The rest of the story is happily less interesting. I was basically watched for improvement, primarily in the level of one blood chemical (“troponin”, I think) that the heart releases when it’s damaged - they wanted to see it peak and come down (which it did, starting midday Monday). I got lots of tests, all right in my room: several more EKGs, a ultrasound that took about an hour, etc. I didn’t sleep much that night, not because it was noisy - it was super quiet there - but because I sleep on my tummy and it didn’t seem like that’d work with all the monitor wires. (The second night the nurse offered to move the monitor stickers to my back, which helped - and I woke up the next morning face up without having pulled off the wires I was lying on. The third night I kept the wires on the front and carefully slept face down.)

They moved me a few rooms down the hall late Sunday night, to a room with an amazing view (unless one is in bed, which faces away from the window). That’s where I spent the rest of my stay - they talked a few times every day about moving me to the regular cardiac care unit, but never followed through. They started encouraging me to walk around (carrying 10 feet of all the monitoring wires and a lunchbox-sized unit that detached from the big monitor in my room, and wearing an extra gown in back to avoid inadvertent mooning) and my nurse suggested privately that seeing me walking might influence the doctors into sending me home, so I was happy to play that game. I could also sit by the window and enjoy the view (that’s the top of the Portland Tram on the right):

Midday Tuesday, two game-changing events: they removed the (wired) oxygen sensor from my right index finger (so I didn’t have to do everything lefthanded) and the blood-pressure cuff from my left arm, which meant they could switch me to a pocket-sized wireless monitor instead of having to lug around the wires and lunchbox). Also, it occurred to me to ask if I could wear underwear under my gown (yes!), which, let me tell you, makes you feel a lot more human. I celebrated by walking two and a half miles around the floor - whoever noted on a hall whiteboard that 9 laps is a mile is a master of healing gamesmanship. The rest of the time I was reading, watching Netflix, listening to podcasts, and looking at the view. I never really got bored.
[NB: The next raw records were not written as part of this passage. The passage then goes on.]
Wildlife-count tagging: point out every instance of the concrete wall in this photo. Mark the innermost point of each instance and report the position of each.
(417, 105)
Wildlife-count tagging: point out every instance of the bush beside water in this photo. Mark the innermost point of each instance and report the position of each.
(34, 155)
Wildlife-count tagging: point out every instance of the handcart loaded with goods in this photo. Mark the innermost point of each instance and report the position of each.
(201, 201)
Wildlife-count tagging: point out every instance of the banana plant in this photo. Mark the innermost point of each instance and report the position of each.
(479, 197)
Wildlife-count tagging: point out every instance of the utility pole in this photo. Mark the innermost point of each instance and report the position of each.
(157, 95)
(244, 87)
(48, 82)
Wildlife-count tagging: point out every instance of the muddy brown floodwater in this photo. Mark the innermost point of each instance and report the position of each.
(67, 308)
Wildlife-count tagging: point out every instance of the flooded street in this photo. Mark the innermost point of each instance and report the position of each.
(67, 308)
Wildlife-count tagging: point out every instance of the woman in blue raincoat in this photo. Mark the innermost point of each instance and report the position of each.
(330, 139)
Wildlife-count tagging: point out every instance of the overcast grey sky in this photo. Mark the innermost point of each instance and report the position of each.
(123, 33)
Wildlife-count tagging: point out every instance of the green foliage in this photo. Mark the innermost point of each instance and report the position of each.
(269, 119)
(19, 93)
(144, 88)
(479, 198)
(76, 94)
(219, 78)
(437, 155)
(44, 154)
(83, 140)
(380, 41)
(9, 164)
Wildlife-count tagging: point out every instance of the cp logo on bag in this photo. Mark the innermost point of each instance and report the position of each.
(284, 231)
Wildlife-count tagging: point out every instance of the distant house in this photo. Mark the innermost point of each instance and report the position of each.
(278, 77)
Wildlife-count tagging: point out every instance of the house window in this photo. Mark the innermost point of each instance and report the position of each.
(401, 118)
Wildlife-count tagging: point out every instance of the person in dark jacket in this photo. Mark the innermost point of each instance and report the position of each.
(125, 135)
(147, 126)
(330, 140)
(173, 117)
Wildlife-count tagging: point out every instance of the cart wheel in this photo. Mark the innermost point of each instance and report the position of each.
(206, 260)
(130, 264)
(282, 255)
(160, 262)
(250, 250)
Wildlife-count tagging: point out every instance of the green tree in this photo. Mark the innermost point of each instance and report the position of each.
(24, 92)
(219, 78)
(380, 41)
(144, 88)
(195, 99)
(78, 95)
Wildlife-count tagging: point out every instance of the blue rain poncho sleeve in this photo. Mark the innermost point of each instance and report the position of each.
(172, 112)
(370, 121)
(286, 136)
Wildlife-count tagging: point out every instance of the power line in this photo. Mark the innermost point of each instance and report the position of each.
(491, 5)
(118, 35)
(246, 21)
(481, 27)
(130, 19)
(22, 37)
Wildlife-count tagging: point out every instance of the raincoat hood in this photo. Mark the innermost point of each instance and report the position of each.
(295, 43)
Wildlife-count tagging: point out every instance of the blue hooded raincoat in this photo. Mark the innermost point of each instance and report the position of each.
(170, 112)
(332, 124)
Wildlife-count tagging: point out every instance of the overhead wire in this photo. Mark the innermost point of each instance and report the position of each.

By 5am Wednesday they were pretty definitely going to send me home, and also maybe still going to move me downstairs; the former happened, the latter didn’t. I was visited by a bunch more nice people as part of being sent home, and got the take-home-game version of the drugs I’ve been on: a statin to help with cholesterol buildup, a blood thinner, a beta blocker that’ll reduce the work my heart is doing, another drug to “help the heart’s remodeling happen right” (I know they don’t want platelets to stick to the stent). I can also look forward to lifestyle changes and “cardiac rehab”, which I’m set up to start next week. And no swimming for a little while? Whatever they say.

I slept great in my own bed Wednesday night, and got to start Thursday (today) with a real shower. Before lunchtime I went for a 30-minute 1.3-mile walk, which tired me out a bit but felt great.

The OHSU Phil Knight Cardiovascular Institute Intensive Care Unit is not like anyone’s stereotypical idea of being stuck in a hospital. There were so many people there who took such good care of me; from my walks, I’m pretty sure that I was in the best shape of any patient there, but everyone met my every need and kept me & Gina informed (we got to watch the “rounds” discussion of my case every day and ask questions!). Pretty much everyone, no kidding, commented on how important it was that I came in when I did. I regret that I don’t have virtually any of staff’s names because things happen so fast and the people are so numerous, but the nurses assigned to me were wonderful and I know their names: Amy, Kirstin, Spencer, Catherine, Cassie, and Rebecca. (Small Portland story: Gina ran into Catherine at the bakery around the corner today, so I got to race-walk over there to say hello, which was the high point of my day today!)

I’ve also gotten lots of messages from lots of friends, which I’ve really appreciated. Two of my oldest friends, Greg & Mark, passed the word, and if I wasn’t already eternally in their debt I would be now. Of course, Gina did everything I’d let her do; I’m not the best partner patient!